Ann didn't remember closing her eyes, but when she opened them, she was no longer standing at the door.
She was on the bed again — or maybe something that looked like her bed. The sheets were the same silk, the room the same penthouse, but the walls were darker, the air too still, too cold.
Damian was above her — knees on either side of her hips, his shirt half-open, his breath ghosting over her lips. His hand cupped her throat, thumb brushing the place where her pulse stuttered like it didn't know how to beat for itself anymore.
"You opened it," he whispered, voice rough velvet in the dark.
Ann's lips parted, but no words came out. She could feel the cold in his skin sinking into her bones — and she didn't pull away. Maybe she couldn't anymore.
Damian leaned closer, nose brushing hers, his other hand sliding under her jaw to tilt her face up. "Do you know what that means, Ann?"
She tried to shake her head, but his hold kept her still — pinned, claimed.
His lips ghosted over hers — not a kiss, not yet. "It means you're mine. Every breath, every heartbeat, every fear you hide under your pillow at night — they belong to me now."
He pressed his forehead to hers, exhaling a shaky laugh that sounded almost human, almost boyish — the part of him that was still Damian before the storms and the shadows turned him into something else.
Outside, the wind slammed against the glass, rattling the city awake — but in here, the only sound was her shaky breath and the soft hum of his voice wrapping around her like silk and chains.
"Say it," he murmured, his thumb pressing lightly under her chin until her mouth opened for him. "Tell me you're mine."
Ann's voice was so small it cracked: "I'm yours."
Damian's eyes darkened, a satisfied smile cutting across his lips — beautiful and dangerous at once. "Again."
"I'm yours, Damian." Her throat ached but the words felt right. Heavy. True.
His mouth crashed onto hers before she could take the words back — cold lips, but his tongue was warm, stealing her breath as his hand slid down to grip her waist, pulling her under him until there was no space left to hide.

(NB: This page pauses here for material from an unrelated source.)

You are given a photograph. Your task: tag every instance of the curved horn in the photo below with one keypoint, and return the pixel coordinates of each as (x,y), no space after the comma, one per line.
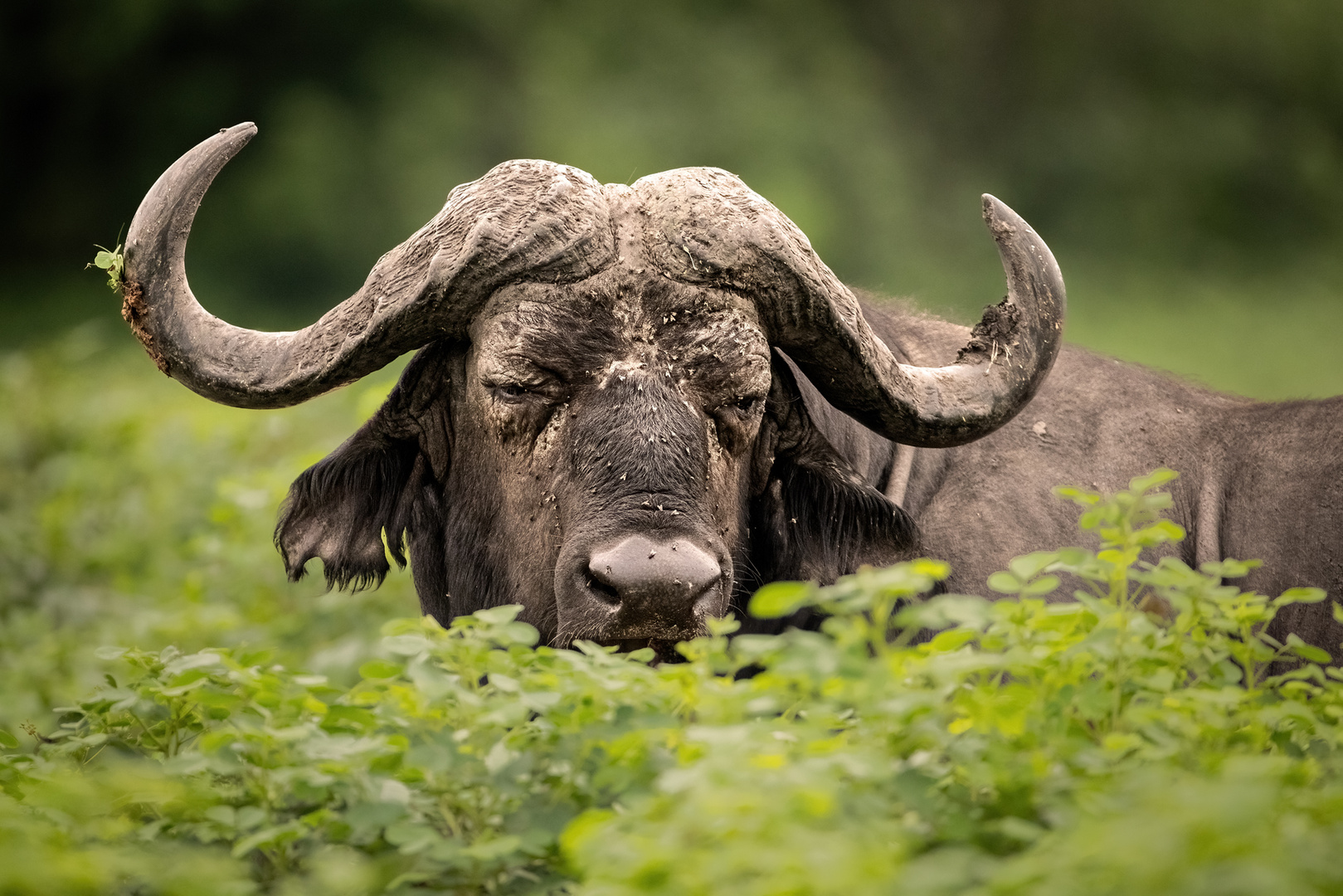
(707,226)
(531,219)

He kissed her like a man starved, like her lips were the only warmth he'd ever tasted. She felt his teeth nip her lower lip — sharp enough to draw a gasp but not enough to break the skin. Not yet.
Her hands found his chest, the cold damp fabric of his shirt sticking to hard muscle and a heartbeat that thumped too slow, too steady to be human.
When he pulled back, a thin line of her breath still lingered between their lips, a ghost of a promise. His eyes glowed in the dark — silver-gray, sharp, burning holes into her.
"You opened the door, Ann," he rasped. His hand tangled in her hair, tilting her head so he could drag his mouth down her throat, over her collarbone. His tongue left a burning trail that turned her shiver into something sweeter, needier.
"You opened it — now you can't close it again."
The shadows around them thickened — she could feel them watching. Not just his darkness, but hers too, the pieces of fear she'd buried deep so no one could see. He saw it all. He always did.
"Do you regret it?" His voice was muffled against her skin, his teeth grazing her pulse point.
Ann's nails dug into his shoulders. Her breath caught when his lips brushed the spot that made her thighs tense. "No," she gasped.
His laugh was a dark rumble against her throat. "Good girl."
He pulled back just enough to look at her, one hand sliding under her knee, dragging her leg up over his hip until he was pressed deeper, closer, his weight a promise she didn't want to escape.
The knocks came again — soft, muffled, like a warning she could no longer hear. Because all she could see was him, all she could feel was the cold burning into her skin like a brand.
Damian's forehead pressed to hers again, his lips brushing her jaw as he whispered, "Whatever comes knocking, let them wait. In the dark, you're only mine."
And when his mouth covered hers again, the shadows curled tighter around them — sealing the room like a secret, like a grave she'd chosen to climb into willingly.
She didn't care. Not when his kiss drowned out the storm, the knocks, the whole world beyond the glass walls.
In the dark, she was his. And that was enough.